Dolayısıyla seçimlerin geleceği bize iki şey söylüyor: Neo-liberal ekonomiler, merkeziyetçi düzenlemeler, ‘ılımlı demokrasi’ler, popülist siyaset önümüzdeki dönemde de hakimiyetini koruyacak. Böylece dünya daha çok sağa kayacak. İnsanlar sorunlarına çözüm olarak bizatihi bir sorunu görüyor demektir bu. Bu nedenle de radikal sağ insanlığın karanlık ve çiğ yönünü yansıtan çığlıkları atmaya devam edecek. Macaristan’da Orban’ın seçilmesi de Putin’in savaş suçları işlemesine rağmen popülerlik puanlarını belli bir çizginin altına indirmemesi de aynı anlama gelir.

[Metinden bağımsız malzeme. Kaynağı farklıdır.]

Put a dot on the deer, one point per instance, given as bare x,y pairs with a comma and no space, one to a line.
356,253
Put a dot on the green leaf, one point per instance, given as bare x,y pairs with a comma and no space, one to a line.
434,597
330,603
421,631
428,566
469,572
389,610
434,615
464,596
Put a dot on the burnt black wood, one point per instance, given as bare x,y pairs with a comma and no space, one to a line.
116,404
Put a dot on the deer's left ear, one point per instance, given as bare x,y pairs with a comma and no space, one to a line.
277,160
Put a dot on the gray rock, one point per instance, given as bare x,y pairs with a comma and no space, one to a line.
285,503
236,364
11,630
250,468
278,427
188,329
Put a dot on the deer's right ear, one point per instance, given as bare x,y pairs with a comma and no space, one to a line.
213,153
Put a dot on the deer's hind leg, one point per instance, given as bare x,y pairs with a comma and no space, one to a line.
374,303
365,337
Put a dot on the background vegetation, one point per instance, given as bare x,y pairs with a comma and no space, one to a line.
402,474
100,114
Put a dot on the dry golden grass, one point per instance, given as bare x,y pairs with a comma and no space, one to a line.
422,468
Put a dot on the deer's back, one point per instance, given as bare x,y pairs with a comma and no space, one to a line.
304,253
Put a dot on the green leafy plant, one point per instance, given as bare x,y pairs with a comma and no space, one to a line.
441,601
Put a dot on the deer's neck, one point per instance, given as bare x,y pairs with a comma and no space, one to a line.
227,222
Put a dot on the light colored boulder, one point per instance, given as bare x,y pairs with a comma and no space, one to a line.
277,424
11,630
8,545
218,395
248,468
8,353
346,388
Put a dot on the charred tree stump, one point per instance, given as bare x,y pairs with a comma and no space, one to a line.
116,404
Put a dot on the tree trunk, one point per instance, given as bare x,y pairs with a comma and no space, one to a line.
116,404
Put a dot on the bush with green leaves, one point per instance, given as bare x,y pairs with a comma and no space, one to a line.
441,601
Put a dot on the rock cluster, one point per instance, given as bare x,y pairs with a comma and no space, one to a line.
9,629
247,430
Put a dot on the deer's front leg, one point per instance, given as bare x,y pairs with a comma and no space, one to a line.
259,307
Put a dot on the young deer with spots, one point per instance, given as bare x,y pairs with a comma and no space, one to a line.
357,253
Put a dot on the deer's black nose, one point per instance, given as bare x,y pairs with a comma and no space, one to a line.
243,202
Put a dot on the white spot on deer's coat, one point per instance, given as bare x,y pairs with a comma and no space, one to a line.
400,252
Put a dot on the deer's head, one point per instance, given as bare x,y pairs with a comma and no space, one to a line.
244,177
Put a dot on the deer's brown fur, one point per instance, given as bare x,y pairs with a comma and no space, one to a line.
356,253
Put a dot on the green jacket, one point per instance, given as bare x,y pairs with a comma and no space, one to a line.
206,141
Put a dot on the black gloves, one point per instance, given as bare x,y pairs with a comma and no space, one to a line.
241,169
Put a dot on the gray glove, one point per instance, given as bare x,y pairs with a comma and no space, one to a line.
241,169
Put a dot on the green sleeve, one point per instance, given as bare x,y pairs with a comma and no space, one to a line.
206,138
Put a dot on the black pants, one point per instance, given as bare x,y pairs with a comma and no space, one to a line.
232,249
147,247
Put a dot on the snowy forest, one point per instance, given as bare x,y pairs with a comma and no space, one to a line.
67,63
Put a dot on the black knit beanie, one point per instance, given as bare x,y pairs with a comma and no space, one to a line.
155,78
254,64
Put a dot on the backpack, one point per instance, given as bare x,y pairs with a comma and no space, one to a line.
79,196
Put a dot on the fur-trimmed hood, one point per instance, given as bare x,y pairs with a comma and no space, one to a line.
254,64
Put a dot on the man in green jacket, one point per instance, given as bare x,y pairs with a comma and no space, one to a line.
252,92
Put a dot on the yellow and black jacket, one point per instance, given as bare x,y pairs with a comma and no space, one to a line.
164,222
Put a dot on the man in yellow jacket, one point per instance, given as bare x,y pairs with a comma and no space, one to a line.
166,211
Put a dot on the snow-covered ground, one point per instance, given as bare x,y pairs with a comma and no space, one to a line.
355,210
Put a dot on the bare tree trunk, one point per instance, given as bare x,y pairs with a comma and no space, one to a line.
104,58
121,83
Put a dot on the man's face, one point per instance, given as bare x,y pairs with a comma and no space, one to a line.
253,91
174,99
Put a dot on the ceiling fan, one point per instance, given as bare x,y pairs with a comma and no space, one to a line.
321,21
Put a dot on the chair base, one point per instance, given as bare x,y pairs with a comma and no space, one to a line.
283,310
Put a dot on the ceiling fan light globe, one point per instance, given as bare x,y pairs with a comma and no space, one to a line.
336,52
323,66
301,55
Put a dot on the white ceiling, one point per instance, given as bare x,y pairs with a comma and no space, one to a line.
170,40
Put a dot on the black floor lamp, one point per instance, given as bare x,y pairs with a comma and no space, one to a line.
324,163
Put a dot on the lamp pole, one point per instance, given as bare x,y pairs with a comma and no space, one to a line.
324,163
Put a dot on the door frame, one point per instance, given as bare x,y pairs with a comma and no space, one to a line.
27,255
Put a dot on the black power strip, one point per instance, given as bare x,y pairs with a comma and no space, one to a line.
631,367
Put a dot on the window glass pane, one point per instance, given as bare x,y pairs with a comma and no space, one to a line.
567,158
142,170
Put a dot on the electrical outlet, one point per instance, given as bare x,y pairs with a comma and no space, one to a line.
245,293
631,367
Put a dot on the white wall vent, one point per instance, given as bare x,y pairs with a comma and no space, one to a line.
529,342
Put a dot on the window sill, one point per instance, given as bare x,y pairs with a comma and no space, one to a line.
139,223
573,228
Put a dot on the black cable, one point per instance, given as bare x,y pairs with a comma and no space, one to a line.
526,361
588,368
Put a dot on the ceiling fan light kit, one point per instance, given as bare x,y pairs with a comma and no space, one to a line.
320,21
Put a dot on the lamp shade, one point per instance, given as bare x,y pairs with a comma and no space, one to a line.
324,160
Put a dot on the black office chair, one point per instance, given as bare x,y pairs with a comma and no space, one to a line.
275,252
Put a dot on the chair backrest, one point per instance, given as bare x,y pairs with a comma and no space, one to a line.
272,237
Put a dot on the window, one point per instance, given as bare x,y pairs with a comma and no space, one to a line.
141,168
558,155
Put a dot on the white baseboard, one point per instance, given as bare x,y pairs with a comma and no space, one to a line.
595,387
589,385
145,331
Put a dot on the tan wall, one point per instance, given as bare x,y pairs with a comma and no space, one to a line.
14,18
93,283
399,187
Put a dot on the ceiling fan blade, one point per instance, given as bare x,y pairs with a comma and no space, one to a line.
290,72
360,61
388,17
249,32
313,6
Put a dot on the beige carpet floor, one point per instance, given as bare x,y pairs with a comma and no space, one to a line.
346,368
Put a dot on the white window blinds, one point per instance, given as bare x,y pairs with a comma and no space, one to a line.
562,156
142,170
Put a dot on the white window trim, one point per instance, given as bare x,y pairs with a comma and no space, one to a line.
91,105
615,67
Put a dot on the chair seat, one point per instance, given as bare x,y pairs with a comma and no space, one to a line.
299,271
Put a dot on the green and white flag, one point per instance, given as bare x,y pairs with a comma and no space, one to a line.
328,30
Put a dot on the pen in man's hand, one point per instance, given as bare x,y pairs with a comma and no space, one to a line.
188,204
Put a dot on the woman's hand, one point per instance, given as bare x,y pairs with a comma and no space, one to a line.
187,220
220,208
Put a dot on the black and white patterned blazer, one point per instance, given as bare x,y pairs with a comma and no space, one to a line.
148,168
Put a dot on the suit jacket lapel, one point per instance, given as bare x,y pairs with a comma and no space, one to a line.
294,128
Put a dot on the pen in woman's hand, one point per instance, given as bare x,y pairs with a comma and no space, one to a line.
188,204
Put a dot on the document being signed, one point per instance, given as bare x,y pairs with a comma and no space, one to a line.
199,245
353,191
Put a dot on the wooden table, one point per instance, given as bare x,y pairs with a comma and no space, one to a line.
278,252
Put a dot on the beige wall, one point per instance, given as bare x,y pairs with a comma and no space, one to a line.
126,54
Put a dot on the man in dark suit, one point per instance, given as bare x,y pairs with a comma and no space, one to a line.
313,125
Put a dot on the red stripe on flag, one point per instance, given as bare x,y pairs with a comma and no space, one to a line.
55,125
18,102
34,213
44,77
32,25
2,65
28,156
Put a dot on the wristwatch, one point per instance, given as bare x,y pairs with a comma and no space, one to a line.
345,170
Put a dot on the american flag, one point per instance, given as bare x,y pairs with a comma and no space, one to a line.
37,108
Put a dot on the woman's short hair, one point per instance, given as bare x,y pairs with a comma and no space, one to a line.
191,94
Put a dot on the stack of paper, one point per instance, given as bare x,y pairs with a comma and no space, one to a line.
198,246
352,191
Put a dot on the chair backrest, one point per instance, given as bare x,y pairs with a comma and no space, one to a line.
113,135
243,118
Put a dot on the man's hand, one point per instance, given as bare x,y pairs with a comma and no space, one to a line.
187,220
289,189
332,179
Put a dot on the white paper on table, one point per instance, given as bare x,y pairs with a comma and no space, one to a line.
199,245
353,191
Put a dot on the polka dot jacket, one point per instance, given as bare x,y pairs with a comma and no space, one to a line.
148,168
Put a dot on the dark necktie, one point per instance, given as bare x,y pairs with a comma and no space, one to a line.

Çözüm sorunda aranırsa sorun çözümü ortadan kaldırır ve karanlık bir yanılsama yaratır. Radikal sağın malum görüşleri dışında neredeyse hiçbir siyasetin diğerinden farkının olmadığı bir dönemden geçiyoruz. Pek bir şey değişmiyor toplumların hayatında son on yıldır. Değişime en açık toplumlardan biri olan ama Faşizme kadar açılan gizli dürtülerini de daima saklı tutan Fransa’da bile durum bu. Yani bu sorunun doğmasına bizzat seçimi kazananlar yardımcı oluyor.
2026’ya kadar beklemeyelim, görmeyelim derim...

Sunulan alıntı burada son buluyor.